Schism!

House Republicans and Senate Republicans can’t agree: should the Department of Homeland Security be funded through the end of this fiscal year if it means President Obama’s executive orders which mandate that prosecutorial discretion should be used when deciding which undocumented immigrants should be deported are left as policy?

The House says no; the Senate says yes. The Senate says “we’ll strip the repeal of his executive orders out of the DHS funding bill and put that language into a separate bill which we’ll debate next week, but for Heaven’s sake let’s get the money problem solved.” The House says “screw that. We don’t like that immigration policy and we won’t let it sit another day, even if it means the DHS shuts down.”
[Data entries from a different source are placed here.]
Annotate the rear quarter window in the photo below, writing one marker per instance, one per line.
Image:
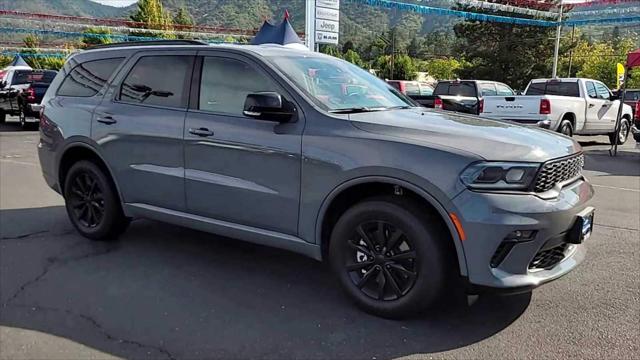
(561, 88)
(88, 78)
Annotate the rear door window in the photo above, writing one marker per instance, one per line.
(225, 84)
(158, 80)
(591, 90)
(488, 89)
(412, 88)
(88, 78)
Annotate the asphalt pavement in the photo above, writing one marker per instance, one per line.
(165, 292)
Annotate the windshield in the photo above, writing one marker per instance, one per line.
(338, 85)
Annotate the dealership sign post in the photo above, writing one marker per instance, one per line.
(322, 22)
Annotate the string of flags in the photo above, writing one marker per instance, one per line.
(428, 10)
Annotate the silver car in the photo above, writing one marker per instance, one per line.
(308, 153)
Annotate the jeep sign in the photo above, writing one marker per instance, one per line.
(327, 21)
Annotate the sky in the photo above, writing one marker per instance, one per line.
(118, 3)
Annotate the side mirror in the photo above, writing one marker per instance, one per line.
(268, 106)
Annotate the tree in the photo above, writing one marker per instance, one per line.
(96, 40)
(403, 67)
(442, 69)
(183, 17)
(513, 54)
(154, 16)
(348, 45)
(354, 58)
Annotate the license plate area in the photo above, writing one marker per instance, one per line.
(582, 228)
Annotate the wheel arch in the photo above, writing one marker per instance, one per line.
(341, 198)
(80, 150)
This was entirely predictable back in December when Congress passed legislation to fund every other federal department and agency but DHS, but somehow the Republican party leaders thought they could finesse the differences between the ultra-conservative loonies in the House and the pseudo-moderate members of the Senate. The House members are mortally afraid of being primaried for not being conservative enough, while the Senators worry about that too but also know that in statewide elections they have to tack toward the middle in order to keep their jobs.
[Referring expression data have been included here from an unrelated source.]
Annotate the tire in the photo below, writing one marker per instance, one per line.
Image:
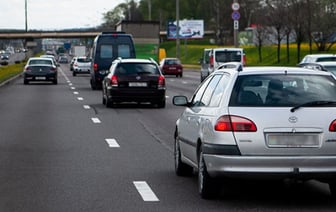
(206, 185)
(181, 169)
(162, 104)
(332, 187)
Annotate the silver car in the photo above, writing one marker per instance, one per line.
(261, 122)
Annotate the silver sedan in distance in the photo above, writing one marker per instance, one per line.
(40, 69)
(264, 122)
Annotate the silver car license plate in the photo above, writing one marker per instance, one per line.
(293, 140)
(40, 78)
(137, 84)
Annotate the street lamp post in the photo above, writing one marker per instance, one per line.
(26, 22)
(178, 29)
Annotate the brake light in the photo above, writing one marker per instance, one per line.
(161, 82)
(27, 69)
(235, 124)
(211, 61)
(332, 126)
(114, 81)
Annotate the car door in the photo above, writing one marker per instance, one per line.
(195, 116)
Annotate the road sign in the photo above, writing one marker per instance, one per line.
(235, 24)
(235, 6)
(235, 15)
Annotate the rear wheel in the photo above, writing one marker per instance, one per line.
(181, 169)
(206, 185)
(332, 187)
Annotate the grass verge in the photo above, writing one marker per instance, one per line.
(9, 71)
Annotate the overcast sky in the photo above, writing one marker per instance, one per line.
(54, 14)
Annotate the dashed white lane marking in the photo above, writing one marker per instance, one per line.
(145, 191)
(96, 120)
(112, 142)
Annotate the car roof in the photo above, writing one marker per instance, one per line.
(134, 60)
(320, 55)
(272, 70)
(40, 58)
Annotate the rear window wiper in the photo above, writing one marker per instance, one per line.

Now the Democrats are sitting back and saying “pass the popcorn.” They don’t want DHS to go unfunded, but they can’t do anything to fix that until the majority party proves it can negotiate with itself.
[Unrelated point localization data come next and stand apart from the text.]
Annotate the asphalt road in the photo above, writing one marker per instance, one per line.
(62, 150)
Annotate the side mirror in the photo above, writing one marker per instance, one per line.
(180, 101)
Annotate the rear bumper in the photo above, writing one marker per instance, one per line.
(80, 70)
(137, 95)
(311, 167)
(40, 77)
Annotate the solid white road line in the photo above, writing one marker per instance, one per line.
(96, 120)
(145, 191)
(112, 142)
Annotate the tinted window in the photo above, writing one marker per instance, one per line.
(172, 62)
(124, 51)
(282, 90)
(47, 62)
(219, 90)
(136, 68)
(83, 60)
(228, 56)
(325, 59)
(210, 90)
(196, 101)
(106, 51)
Meanwhile we have terror threats against shopping malls, teenagers trying to fly to Syria to join ISIS, right-wingers declaring themselves “sovereign citizens” and guys wanting to assassinate the President. There’s certainly no shortage of things for the Homeland Security department’s 230,000 employees to do. The Republicans like to call themselves the national security party, but they’re proving to be anything but so far this Congressional term.